Nous parlions de “ridicule” en tête de ce court texte de commentaire. Pour être ridicule, somme toute, il faut être deux ou au moins avec un miroir qui soit réfléchissant sans nous déformer ; on ne peut arriver à se croire ridicule que si l’on sait ne pas être seul fût-ce avec un miroir, que si l’on peut craindre d’offrir ce spectacle du ridicule. Le mal dont nous souffrons est de croire que nous sommes seuls, c’est-à-dire uniques : même Dieu, aux dernières nouvelles, ne serait plus là pour nous observer, nous qui sommes drapés dans l’auguste vanité du “dernier homme” de Nietzsche. Et vous savez bien, amis européens et amis américains, que cette maladie rend certains encore plus uniques que d’autres. (Voyez le plus récent et le plus insoupçonnable, voyez Van Harm et les américanistes: « America has declared itself at war, and is closing itself off from the rest of the world, physically as well as psychologically. [...] The rising tide of anti-Europeanism in the United States is a clear sign that America's foreign policy is becoming autistic, unwilling to listen to its own friends. [...] Rising anti-Europeanism indicates the closing of America's mind, and we won't see a festive reopening any time soon. »)

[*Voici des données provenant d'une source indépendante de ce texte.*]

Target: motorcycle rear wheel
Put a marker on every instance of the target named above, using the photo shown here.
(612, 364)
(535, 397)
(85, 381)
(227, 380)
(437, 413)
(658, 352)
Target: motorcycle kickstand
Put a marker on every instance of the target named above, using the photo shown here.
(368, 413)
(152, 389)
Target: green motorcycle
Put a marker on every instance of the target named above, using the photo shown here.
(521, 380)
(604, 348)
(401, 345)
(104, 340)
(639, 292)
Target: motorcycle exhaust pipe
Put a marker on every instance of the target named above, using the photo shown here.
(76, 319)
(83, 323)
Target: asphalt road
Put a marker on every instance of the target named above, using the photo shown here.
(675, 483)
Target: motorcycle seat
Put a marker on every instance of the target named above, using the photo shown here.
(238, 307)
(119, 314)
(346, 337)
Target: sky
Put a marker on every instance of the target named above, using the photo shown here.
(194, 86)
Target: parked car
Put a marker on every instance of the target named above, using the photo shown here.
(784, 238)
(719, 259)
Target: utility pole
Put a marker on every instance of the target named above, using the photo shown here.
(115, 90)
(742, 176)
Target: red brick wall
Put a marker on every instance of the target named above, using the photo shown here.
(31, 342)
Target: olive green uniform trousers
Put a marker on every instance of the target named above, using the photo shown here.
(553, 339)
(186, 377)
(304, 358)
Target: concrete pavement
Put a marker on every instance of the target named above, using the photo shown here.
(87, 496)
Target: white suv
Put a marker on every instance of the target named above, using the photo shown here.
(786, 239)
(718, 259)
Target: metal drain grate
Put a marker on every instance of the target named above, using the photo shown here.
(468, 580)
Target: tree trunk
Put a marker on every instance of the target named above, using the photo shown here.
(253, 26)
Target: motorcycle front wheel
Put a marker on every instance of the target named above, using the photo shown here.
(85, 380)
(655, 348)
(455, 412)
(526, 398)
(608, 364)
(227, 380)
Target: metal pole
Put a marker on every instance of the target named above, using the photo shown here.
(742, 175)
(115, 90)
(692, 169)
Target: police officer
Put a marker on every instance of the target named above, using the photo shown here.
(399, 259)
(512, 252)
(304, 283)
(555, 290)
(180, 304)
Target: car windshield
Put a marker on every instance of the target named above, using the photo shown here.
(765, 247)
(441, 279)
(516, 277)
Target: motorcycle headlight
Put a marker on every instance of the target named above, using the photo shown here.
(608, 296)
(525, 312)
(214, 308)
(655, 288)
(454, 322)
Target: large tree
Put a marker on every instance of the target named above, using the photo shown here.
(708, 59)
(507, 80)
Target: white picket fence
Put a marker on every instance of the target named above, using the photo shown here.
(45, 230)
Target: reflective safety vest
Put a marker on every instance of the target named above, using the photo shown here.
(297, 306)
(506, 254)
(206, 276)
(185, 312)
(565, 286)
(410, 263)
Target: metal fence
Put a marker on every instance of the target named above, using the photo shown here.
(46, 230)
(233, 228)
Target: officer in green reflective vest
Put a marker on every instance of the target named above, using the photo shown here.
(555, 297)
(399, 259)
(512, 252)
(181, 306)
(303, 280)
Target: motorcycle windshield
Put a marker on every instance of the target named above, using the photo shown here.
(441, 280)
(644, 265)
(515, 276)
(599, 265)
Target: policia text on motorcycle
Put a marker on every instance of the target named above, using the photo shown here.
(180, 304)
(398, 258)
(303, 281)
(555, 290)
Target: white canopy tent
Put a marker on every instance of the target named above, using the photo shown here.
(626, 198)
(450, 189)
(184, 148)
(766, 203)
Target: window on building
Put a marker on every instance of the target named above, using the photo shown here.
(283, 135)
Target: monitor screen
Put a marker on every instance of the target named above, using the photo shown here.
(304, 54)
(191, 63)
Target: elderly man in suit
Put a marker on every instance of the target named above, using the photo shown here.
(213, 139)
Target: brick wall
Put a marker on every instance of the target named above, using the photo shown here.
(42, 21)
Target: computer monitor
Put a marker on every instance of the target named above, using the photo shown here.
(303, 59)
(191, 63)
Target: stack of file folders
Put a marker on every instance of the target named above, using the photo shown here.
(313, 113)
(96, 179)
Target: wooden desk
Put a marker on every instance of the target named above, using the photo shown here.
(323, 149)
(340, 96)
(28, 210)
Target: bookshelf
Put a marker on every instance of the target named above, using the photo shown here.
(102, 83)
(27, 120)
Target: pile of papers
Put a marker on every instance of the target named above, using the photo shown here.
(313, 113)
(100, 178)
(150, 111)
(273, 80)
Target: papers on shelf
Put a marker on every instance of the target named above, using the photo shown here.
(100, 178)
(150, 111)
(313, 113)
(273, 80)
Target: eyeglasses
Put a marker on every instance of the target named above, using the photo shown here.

Est-il bien utile d’aller plus loin dans la plaidoirie d’une cause qui se comprend par l’intuition, par la raison, par les sens et par le bon sens? — et qui est confirmée par les chiffres, comme on le voit une fois de plus aujourd’hui?
Finissons par un peu de sérieux, disons un peu de prospective, — quant à notre ridicule, qui finirait par éclater parce que nous ne serions pas seuls, tous comptes faits. Le Diable est là, avec nous, qui nous observe, nous et notre vanité. Notre seule chance, c’est que le Diable, à force d’en “rire encore” comme dit la chanson, finisse par en mourir de rire. Notre ridicule aurait servi à quelque chose.